3. It would be a breaking change.
4. Obviously this issue was opened in favor of the behavior

[miqm]

I think changing this behaviour if we introduce symbolic templates as a "default" can be a big breaking change. sometimes we use existing resources to construct an id (no reference call, just resoruceId). We might also not have permission to read the resource but we know it exists (i.e. creating private endpoints).

[brwilkinson]

@jeskew you mentioned below, I was wondering that also relates to this or was it a separate issue?

#9457 (comment)

The fix for this is in the w16 ARM release.

[jeskew]

@brwilkinson The fix in w16 only addresses what ARM does when there is more than one declared resource targeting the same resource ID but only one is active due to conditions.
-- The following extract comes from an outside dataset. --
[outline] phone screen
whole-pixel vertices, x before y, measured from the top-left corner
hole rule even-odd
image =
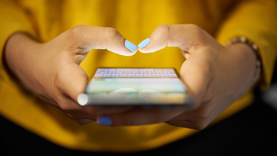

That manifested as a behavioral difference for templates that used a pattern like the following (which would not cause any issues in a non-symbolic name template):

param redeploy bool

resource alreadyThere 'provider/kind@version' existing = if (!redeploy) {
  ...
}

resource new 'provider/kind@version' = if (redeploy) {
  ...
}

This issue is specifically for unreachable/nonexistent existing resources that aren't deactivated via an if clause.

[jeskew]

The consensus of a team discussion was that there shouldn't be any divergence between the behavior of a symbolic name template and a template not using symbolic name syntax. The ARM runtime should be updated to allow existing resources that don't exist so long as no reference function invocation refers to those resources.

If we do add a mechanism to make sure an existing resource actually does exist, it should work regardless of whether the template was compiled with symbolic name codegen enabled.